In this post, We will cover the use case of Classification model including Logistic Regression through StatsModels and scikit-learn.
import numpy as np
import pandas as pd
import statsmodels.api as sm
import statsmodels.formula.api as smf
import matplotlib.pyplot as plt
The goal of Default.csv
Dataset it to classify whether the person is default or not based on the several features. In this post, we will only use balance
feature for classification.
default = pd.read_csv('./dataset/Default.csv')

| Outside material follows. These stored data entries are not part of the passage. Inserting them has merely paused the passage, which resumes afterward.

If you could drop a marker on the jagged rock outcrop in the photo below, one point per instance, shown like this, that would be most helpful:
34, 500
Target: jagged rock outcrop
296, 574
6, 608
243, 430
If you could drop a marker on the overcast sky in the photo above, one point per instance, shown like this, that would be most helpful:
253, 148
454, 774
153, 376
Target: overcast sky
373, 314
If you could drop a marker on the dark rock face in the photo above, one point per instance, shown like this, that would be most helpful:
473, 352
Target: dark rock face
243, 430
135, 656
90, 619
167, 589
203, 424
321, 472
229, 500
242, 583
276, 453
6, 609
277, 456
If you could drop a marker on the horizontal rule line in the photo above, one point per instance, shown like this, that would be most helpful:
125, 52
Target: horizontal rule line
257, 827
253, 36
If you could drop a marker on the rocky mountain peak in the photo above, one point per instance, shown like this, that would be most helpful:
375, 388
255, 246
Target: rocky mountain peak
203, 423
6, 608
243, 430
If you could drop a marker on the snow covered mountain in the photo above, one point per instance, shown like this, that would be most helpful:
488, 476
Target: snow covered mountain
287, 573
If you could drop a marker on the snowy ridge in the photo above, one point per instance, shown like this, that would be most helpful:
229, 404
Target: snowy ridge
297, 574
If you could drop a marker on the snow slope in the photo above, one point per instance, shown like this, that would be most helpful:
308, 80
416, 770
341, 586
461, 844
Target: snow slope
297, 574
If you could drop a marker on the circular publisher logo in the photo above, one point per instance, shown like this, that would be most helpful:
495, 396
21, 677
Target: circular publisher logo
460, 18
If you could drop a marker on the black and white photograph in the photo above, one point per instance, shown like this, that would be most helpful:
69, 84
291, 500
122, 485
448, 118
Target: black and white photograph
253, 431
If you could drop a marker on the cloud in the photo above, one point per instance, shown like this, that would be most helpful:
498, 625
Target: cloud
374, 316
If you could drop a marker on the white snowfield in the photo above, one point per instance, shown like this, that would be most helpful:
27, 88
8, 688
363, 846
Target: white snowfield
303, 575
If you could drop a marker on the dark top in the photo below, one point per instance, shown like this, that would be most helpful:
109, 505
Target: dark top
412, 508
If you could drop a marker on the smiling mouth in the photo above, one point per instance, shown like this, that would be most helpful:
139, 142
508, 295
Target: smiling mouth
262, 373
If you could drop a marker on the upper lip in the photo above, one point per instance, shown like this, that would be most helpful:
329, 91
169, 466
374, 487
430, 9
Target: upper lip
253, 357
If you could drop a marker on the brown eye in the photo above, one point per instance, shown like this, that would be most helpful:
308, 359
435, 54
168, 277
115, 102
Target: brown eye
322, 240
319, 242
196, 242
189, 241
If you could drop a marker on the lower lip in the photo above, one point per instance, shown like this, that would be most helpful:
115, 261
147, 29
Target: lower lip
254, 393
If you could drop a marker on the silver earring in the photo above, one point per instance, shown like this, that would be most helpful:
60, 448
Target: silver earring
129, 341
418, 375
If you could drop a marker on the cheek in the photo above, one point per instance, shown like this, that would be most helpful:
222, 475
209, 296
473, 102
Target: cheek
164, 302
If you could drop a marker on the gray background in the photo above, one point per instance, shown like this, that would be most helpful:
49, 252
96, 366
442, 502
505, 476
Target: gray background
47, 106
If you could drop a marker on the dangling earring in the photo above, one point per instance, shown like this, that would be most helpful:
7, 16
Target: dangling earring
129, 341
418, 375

default = default[['default', 'balance']]
default.shape
(10000, 2)
default.head()
default | balance | |
---|---|---|
0 | No | 729.526495 |
1 | No | 817.180407 |
2 | No | 1073.549164 |
3 | No | 529.250605 |
4 | No | 785.655883 |
At first, we build simple linear regression model for the baseline.
X = default['balance']
X = sm.add_constant(X)
X.iloc[:6, :]
const | balance | |
---|---|---|
0 | 1.0 | 729.526495 |
1 | 1.0 | 817.180407 |
2 | 1.0 | 1073.549164 |
3 | 1.0 | 529.250605 |
4 | 1.0 | 785.655883 |
5 | 1.0 | 919.588530 |
Then we convert label (or response variable) from text data to numerical.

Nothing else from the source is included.